In Bitcoin the problem is somewhat harder because transactions have dependencies and sometimes there is are higher feerate transactions you can't include until after you've included its lower feerate parents. The mining algorithm in Bitcoin Core right now is smart enough to consider transactions along with their ancestors as a 'package' and consider including it. This approach however doesn't consider the fact that one low fee ancestor might enable multiple *sibling* children, and only effectively prioritizes the parents if the best of the children would justify including it. But the specific case of "someone paid me with low feerate, so now I'll spend the unconfirmed input with higher fees to get it confirmed" is something people have long done and so the code has accommodated finding those solutions for a long time.
The full problem considering dependencies is actually a version of the
maximum weight closure problem (MWCP) which has been extensively studied in, ironically, open pit mining (e.g. the mineral extraction business, rather than cryptocurrency mining). In open pit mining you can't mine a chunk of earth without removing the chunks around the one above it, so you may have to extract unprofitable blocks to get to the good stuff and the best mining sequence can be much more profitable than one that wasn't carefully designed.
There is ongoing work to replace the current approach in Bitcoin Core with one based on optimal solutions to the MWCP as part of the cluster mempool project:
https://github.com/bitcoin/bitcoin/issues/30289 which ought to be completely merged soon, if you're going to spend a lot of time learning how it works I'd recommend studying the cluster mempool work instead of the current behavior because the current behavior will soon be obsolete. For Bitcoin Core this work is more important than just making the most profitable blocks, since when mempools reach their size limits the *worst* transactions according to the mining sequence are the best ones to drop and they're also the least important to relay. Similarly, transaction replacement is only incentive compatible when it improves the income of blocks mined including the replacement.

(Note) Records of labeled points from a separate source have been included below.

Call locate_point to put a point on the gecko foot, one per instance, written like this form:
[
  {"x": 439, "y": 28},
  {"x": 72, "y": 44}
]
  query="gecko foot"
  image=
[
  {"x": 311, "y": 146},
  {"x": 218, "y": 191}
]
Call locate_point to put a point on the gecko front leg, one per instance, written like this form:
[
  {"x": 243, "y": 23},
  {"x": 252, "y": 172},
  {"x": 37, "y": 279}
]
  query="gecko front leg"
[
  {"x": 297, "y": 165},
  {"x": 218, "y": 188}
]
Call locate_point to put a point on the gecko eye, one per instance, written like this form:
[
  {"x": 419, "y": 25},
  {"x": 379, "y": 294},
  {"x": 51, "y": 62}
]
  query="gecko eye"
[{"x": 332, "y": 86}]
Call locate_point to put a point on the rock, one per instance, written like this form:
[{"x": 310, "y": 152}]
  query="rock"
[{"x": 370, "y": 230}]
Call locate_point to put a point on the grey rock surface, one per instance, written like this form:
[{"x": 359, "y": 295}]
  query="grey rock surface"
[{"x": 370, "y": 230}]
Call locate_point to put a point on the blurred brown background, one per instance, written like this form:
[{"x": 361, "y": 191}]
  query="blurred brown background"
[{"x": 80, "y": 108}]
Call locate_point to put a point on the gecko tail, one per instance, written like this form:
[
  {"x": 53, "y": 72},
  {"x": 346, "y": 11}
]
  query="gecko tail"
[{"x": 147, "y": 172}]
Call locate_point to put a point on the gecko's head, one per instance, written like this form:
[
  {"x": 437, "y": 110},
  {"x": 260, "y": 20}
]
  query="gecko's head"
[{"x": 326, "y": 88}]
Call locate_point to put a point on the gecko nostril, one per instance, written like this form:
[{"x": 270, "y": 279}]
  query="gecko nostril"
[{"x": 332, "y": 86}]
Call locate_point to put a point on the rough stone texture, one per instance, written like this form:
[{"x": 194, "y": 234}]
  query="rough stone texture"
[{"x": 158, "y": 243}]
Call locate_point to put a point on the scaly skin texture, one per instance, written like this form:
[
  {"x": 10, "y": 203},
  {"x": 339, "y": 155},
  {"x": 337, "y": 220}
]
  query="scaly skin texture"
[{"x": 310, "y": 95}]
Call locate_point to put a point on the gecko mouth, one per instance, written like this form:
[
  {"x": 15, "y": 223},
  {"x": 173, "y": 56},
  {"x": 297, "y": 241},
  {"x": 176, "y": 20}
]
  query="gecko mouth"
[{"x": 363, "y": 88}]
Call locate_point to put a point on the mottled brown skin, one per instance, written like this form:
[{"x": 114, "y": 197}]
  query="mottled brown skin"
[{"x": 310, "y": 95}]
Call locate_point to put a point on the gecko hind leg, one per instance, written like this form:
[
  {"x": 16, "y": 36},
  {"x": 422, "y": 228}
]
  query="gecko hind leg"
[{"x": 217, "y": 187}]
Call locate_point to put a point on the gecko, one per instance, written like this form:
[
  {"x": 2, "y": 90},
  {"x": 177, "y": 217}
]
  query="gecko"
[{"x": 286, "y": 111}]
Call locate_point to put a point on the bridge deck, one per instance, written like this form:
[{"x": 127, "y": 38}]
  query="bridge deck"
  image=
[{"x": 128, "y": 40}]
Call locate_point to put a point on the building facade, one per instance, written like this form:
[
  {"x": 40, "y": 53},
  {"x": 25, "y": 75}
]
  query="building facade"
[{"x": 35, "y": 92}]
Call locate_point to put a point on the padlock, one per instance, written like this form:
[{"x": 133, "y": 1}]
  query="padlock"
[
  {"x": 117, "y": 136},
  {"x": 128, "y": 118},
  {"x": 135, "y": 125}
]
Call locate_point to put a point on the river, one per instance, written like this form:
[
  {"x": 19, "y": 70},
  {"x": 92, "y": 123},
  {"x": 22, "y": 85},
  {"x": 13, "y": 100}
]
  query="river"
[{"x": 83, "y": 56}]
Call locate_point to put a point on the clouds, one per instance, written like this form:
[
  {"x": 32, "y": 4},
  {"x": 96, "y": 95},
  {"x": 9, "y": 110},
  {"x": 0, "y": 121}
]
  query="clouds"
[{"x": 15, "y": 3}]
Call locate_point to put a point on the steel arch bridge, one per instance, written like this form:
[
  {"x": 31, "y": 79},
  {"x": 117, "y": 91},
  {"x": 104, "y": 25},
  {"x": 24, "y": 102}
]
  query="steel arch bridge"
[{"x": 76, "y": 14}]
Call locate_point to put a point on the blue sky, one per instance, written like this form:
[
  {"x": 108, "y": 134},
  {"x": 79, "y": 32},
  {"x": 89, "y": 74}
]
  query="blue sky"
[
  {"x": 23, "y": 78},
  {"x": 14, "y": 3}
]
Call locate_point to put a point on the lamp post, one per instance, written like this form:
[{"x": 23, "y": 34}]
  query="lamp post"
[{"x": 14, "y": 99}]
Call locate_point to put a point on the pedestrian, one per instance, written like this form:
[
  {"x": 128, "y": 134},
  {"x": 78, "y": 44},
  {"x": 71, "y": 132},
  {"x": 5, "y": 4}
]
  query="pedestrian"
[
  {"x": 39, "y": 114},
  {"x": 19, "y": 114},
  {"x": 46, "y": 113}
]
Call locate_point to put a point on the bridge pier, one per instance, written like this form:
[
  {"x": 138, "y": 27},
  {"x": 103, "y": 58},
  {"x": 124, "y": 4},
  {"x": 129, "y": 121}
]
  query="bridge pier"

So making good decisions about the mining order of transactions is important to nodes even when they're not mining.
w/ cluster mempool the normal behavior of Bitcoin Core will produce optimal feerate maximizing blocks except in so far as they won't optimally pack the last bit of the block when the optimal selection doesn't fit exactly (it will just do a best effort fill of whatever fits), that it won't consider alternative replacements or conflicting transactions, or if a interlinked cluster of transactions is >64 tx in size or takes to long to find an optimal ordering, and in the rare case that the other limits (like sigops limit) are meaningful it will make suboptimal selections with respect to them.
There are also generic solver tools to generate good solutions to the bitcoin block problem, which could even solve for things like mutually exclusive replacement sets, accurately handle multiple limits, etc... but those are not incremental and online and so aren't optimized for the other things Bitcoin Core needs to know the mining order for, or-- for that matter-- producing a new block template ASAP after a block was found.